Regular Crystallography 365 readers may remember the perovskite. Since this is a relatively simple crystal structure and can be found with a wide variety of atoms on the cube corners and centers, it’s relatively easy to build “stacks” of alternating layers of different perovskites. When these stacks are layered in a repeated manner, this is called a superlattice.

Superlattices are exciting because of the many effects that occur due to the individual properties of the constituent layers and also because of how those layers interact. One of the most well-studies systems has been LaAlO3/SrTiO3. Even though both materials are insulators by themselves, when you alternate them in thin layers superconductivity appears at the interfaces!

The example above shows a PbTiO3/SrTiO3 superlattice. PbTiO3 is a ferroelectric, meaning it has a native electric polarization (this comes from the O and Ti atoms being displaced from the unit cell center – which you can see if you look closely). When you reduce the number of PbTiO3 layers you may expect the superlattice to become less ferroelectric, but competing structural distortions of the individual PbTiO3 and SrTiO3 layers at the interface actually allow the whole system to sustain ferroelectricity even when the sample is made up of mostly non-ferroelectric SrTiO3.

A TEM image of a perovskite superlattice

A TEM image of a perovskite superlattice

Of course, superlattices don’t have to just be made of perovskites. However, because all perovskites share a general form it is easy to alternate thin layers of different materials while ensuring that they maintain good crystal quality.
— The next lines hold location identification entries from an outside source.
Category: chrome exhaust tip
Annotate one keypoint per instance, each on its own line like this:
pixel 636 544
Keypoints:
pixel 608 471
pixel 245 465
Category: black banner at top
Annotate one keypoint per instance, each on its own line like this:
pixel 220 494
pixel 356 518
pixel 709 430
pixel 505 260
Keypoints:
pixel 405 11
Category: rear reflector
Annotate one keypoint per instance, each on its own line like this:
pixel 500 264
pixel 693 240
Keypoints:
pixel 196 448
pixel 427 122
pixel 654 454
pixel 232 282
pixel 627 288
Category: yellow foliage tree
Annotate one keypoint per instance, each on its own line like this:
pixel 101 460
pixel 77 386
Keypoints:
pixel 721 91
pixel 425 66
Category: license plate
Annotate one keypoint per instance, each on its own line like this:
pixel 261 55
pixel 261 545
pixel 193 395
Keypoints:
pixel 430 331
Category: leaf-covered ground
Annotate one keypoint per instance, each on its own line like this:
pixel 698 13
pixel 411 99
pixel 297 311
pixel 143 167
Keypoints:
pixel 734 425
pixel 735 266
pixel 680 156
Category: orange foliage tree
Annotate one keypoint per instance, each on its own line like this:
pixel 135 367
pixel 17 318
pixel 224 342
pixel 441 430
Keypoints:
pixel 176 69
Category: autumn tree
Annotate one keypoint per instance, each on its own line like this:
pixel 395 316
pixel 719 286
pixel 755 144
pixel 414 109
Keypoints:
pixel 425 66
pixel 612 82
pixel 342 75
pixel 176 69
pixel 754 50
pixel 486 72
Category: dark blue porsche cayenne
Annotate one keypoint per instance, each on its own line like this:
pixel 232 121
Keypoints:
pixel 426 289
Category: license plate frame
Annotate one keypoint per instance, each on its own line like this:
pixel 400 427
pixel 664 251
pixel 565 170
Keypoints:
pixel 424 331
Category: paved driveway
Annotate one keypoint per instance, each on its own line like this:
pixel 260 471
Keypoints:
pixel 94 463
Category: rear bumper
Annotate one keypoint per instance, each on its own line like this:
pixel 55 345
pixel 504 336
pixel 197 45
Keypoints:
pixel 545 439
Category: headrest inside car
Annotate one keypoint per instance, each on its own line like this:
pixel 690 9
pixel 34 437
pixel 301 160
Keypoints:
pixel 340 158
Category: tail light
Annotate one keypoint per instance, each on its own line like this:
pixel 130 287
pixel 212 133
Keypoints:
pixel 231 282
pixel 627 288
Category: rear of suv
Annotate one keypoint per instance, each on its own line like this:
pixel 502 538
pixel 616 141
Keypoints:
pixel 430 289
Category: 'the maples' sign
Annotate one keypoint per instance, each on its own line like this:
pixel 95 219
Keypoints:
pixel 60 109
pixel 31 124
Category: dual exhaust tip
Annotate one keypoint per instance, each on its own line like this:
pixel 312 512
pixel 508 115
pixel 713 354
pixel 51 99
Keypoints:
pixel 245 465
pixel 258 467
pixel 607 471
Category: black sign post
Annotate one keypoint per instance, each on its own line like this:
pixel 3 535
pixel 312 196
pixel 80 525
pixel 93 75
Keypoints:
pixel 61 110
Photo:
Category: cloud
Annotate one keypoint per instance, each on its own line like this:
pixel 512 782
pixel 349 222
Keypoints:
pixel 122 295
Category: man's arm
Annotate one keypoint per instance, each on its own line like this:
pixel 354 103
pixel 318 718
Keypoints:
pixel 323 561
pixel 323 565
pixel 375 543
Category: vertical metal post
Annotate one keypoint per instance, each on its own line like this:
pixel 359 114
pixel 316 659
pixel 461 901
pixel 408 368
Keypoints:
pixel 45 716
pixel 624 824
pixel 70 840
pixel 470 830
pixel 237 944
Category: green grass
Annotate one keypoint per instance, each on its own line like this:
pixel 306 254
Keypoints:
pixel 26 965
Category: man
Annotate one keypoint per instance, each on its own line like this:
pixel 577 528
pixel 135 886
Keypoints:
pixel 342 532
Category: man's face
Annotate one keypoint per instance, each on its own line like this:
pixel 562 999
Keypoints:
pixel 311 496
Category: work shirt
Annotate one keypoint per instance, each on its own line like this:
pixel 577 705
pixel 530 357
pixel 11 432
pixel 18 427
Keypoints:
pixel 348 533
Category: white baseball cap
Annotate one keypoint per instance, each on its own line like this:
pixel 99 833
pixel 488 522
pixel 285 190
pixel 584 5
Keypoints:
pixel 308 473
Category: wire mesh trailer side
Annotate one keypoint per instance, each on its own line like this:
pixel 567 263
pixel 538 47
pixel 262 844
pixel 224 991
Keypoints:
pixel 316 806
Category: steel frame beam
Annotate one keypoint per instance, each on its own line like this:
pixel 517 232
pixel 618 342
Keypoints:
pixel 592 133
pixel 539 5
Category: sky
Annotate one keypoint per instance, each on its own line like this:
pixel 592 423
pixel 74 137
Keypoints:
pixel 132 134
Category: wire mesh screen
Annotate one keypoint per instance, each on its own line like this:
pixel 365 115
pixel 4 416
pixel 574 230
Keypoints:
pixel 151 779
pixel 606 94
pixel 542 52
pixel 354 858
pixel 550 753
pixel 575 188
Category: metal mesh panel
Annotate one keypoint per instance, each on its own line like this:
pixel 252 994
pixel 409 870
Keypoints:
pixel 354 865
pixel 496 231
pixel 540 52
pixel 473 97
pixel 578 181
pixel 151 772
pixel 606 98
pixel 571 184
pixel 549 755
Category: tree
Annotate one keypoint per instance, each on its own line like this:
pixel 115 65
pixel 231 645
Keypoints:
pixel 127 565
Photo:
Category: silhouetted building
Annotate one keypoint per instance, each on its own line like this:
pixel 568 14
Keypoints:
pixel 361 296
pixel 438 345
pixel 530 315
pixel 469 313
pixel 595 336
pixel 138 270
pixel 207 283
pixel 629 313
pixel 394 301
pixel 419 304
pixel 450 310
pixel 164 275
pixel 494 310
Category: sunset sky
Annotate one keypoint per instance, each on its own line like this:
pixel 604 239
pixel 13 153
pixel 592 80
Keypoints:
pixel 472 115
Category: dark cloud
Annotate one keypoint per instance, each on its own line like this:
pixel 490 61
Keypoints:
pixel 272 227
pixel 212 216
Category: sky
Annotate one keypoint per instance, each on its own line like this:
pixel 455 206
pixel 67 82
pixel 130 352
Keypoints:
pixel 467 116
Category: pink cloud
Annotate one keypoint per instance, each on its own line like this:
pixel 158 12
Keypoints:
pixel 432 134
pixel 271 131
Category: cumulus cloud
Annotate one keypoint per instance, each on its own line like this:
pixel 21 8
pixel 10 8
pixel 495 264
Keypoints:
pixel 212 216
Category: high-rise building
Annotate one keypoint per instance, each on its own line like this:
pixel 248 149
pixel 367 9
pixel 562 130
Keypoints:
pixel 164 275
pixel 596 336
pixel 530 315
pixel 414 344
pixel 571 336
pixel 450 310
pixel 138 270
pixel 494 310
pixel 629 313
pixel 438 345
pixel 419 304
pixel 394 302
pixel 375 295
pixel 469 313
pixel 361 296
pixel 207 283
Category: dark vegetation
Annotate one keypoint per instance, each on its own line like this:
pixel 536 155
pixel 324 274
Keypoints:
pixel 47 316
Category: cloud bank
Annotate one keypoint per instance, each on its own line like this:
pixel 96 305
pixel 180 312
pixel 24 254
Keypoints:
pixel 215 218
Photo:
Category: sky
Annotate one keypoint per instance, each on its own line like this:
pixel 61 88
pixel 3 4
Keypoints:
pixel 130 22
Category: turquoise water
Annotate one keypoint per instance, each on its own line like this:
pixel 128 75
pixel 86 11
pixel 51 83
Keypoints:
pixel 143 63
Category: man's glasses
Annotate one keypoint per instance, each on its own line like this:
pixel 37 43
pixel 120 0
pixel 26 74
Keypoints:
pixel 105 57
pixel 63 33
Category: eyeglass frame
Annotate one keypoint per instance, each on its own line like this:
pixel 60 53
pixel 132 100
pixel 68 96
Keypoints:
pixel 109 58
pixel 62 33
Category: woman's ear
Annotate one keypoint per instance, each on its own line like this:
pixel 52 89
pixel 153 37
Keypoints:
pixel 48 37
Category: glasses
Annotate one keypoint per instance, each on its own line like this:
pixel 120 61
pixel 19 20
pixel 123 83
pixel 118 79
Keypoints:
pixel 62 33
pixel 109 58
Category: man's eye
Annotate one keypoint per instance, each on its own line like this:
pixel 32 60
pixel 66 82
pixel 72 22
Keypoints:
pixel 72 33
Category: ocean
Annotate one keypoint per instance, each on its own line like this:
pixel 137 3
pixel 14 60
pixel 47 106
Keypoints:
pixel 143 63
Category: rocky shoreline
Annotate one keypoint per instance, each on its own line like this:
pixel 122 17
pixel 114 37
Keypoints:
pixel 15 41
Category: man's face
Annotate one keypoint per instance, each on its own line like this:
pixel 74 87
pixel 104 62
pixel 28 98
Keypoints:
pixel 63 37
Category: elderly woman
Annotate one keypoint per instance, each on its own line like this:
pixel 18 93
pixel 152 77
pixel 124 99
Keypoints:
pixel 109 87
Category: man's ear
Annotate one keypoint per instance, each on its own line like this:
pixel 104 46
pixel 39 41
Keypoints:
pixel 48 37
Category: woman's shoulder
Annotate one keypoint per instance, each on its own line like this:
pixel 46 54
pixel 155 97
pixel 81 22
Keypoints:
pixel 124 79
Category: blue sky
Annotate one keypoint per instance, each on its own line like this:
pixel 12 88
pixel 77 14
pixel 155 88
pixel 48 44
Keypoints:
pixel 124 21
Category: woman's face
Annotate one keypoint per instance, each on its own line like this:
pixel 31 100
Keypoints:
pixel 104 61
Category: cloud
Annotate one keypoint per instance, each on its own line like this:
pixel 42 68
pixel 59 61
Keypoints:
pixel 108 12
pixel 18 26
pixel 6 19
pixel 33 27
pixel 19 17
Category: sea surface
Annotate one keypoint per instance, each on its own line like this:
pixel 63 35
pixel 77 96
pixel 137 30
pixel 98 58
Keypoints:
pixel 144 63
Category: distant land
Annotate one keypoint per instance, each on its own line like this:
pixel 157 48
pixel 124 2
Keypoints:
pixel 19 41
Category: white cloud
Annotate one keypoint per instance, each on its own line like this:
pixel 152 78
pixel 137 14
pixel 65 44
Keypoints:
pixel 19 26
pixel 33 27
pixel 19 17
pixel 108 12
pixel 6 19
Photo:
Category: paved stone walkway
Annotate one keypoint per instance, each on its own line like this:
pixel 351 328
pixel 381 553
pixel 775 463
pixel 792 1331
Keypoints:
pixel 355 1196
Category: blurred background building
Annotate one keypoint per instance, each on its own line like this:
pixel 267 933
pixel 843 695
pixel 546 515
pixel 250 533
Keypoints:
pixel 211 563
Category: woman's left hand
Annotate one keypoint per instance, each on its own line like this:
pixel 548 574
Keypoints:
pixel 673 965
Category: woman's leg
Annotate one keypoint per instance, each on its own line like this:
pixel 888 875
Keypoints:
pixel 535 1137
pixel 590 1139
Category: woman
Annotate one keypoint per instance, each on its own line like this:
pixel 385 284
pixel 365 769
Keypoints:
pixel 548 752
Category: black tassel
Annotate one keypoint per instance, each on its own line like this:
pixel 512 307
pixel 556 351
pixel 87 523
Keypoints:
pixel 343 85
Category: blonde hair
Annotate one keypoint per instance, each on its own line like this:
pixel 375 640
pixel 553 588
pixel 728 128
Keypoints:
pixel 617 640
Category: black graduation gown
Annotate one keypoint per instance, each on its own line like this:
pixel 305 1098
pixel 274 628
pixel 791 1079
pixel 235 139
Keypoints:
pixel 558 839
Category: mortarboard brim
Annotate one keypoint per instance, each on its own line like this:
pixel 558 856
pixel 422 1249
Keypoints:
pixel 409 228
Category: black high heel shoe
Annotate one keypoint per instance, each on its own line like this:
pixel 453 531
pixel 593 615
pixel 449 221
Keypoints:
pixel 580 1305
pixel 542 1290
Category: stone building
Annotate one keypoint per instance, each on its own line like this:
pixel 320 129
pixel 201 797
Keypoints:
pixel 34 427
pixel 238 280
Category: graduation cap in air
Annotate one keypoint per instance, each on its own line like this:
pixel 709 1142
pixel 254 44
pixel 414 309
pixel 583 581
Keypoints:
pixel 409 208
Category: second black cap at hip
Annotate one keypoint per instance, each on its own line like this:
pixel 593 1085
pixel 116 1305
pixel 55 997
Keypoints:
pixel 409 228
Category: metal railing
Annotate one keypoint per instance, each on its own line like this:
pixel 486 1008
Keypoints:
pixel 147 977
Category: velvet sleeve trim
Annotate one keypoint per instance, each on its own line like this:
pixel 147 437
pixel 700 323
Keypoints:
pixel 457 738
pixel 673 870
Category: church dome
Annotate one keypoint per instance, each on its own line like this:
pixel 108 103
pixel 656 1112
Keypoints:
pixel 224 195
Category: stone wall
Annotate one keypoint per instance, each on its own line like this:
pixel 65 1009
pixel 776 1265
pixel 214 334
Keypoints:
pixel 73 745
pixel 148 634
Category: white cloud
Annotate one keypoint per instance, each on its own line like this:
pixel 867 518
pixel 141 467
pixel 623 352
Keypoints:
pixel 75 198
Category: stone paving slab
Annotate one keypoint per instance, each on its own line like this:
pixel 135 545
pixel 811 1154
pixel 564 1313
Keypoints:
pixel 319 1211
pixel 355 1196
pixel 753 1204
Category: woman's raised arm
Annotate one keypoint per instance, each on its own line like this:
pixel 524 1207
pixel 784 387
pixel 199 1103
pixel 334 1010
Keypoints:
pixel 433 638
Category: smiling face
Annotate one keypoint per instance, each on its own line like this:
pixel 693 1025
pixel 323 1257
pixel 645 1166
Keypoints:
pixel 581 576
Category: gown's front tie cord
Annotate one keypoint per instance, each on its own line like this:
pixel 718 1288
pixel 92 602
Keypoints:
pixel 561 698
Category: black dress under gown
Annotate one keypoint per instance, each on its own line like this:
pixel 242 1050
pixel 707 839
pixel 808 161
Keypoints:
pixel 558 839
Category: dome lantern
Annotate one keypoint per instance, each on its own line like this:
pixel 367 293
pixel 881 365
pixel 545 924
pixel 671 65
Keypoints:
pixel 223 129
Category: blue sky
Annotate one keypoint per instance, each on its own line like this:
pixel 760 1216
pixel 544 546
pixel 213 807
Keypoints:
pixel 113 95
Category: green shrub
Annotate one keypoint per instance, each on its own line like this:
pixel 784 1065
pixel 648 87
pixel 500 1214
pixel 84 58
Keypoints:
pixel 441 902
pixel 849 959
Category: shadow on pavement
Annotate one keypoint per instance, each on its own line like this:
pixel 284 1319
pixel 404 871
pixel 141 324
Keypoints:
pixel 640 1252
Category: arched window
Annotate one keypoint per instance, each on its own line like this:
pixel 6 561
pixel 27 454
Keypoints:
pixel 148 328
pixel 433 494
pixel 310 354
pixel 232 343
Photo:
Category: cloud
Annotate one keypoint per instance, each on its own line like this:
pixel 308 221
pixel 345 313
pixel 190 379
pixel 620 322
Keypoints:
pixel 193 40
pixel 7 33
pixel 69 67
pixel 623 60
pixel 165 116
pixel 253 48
Where did this structure come from?

Both the crystal structure and TEM image are PbTiO3/SrTiO3 superlattices. It was made by starting with the SrTiO3 structure (#9006864 in the Crystallography Open Database) and then adding a PbTiO3 layer (#9011192 in the Crystallography Open Database). The in-plane lattice parameters of the PbTiO3 layer were confined to those of the SrTiO3 layer to simulate epitaxial strain. As a result the out-of-plane lattice parameter of the PbTiO3 layer was made larger, which is observed experimentally.